Sometimes I feel like the Porcupine Named Fluffy., the character in a children's book I read to Josh.
http://www.amazon.com/gp/product/0395520185/102-8852922-8922511?v=glance&n=283155I
Fluffy wants so badly to be "Fluffy" so he tries all kinds of things to escape what he is. But, in the end, he accepts the fact that it is what it is, and embraces his non-fluffiness, finding humor in himself.
I mean, I guess being pulled in so many directions at once as a caregiver makes me feel a bit porcupine-like. Prickly all over. LOL I get mad sometimes because I can't just go as I please, I always am thinking about someone else's needs whether they know it or not. Dinners. Doctors. Diapers.
I so wish I could be "fluffy" and not have to worry about so many things, but it is what it is. So, I try to focus on the positive.
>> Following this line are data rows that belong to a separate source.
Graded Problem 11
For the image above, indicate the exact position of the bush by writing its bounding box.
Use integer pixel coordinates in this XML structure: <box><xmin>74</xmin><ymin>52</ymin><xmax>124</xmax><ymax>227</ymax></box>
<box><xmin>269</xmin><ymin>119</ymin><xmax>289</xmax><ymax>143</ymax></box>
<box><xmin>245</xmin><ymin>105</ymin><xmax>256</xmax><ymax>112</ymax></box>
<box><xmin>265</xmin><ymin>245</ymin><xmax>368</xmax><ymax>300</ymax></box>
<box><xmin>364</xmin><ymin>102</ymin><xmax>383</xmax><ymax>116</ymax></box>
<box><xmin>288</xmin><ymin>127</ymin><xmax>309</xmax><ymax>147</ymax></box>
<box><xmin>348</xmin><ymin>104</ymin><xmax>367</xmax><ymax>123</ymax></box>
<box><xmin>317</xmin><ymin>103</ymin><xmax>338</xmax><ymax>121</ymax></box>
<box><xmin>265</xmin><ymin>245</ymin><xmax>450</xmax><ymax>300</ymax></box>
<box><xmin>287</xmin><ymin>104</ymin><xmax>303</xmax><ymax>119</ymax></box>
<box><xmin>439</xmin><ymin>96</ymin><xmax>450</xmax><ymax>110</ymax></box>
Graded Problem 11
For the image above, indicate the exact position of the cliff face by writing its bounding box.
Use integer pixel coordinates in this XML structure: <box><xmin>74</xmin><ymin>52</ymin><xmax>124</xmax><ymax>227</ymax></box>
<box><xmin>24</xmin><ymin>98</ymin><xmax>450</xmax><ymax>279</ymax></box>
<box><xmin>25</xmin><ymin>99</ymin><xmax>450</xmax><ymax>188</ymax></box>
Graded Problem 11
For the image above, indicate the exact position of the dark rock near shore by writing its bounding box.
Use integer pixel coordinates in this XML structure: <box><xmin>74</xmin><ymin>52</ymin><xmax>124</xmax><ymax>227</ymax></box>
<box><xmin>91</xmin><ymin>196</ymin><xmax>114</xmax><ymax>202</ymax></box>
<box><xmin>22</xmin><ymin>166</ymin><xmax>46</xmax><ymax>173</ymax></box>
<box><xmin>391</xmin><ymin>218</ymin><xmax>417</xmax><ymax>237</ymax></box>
And, because of all the "negatives," I hold onto nice things with an unparalelled voracity only seen in only a three toed sloth baby holding onto its momma's underbelly for dear life....desperately. lol
Soooo, my Me thing today...
Uncle Chuck came over and spent the day with Josh. I was here, working on cleaning out the Crap room... oops I mean SCRAP room. lol Being annoyed that I am cleaning. Being annoyed that I have accumulated so much stuff that it is UN-BE-LIEVE-ABLE. Sucking down coffee to keep me awake. Getting pissy thinking about all the things I could be doing.
I spent hours in there cleaning while I watched Chuck and Josh play catch and tag, take a ride on the big quad (MY job!), then on his, launch nerf rockets in the air, play in the sandbox, catch bugs, pick flowers, wander in the garden...
Then it dawned on me that HE is the reason I scrap in the first place, my numero uno ongoing photography challenge.
Not to be the next hottest name, not to teach classes, not to organize crops, not even to be on a design team or be published. I scrap for Josh, for Stephen, my parents, ME.
I scrap:
to enjoy a hobby,
to find a creative outlet,
as a place to rejuevenate my spirit.
for the ones I love
for me....
I am living my past and I want to preserve it.
So, if it meant that I spend a day or two or even three cleaning up the mess I made in order to be able to get back into scrapping, so be it.
So, for today's Me thing?
I am going let go of resentment and bitter feelings and understand the preciousness of life's little moments.
I am going to enjoy these moments with my son before he is no longer "mine"
I am going to let him play with lots of glitter and glue likes he loves, but I rarely let him because of the mess....
just
because.
I am going to take lots of pics.
and I am going to scrap them.
...then I will take my little boy to see the movie Cars, eat yummy buttery movie popcorn, and hold him tight.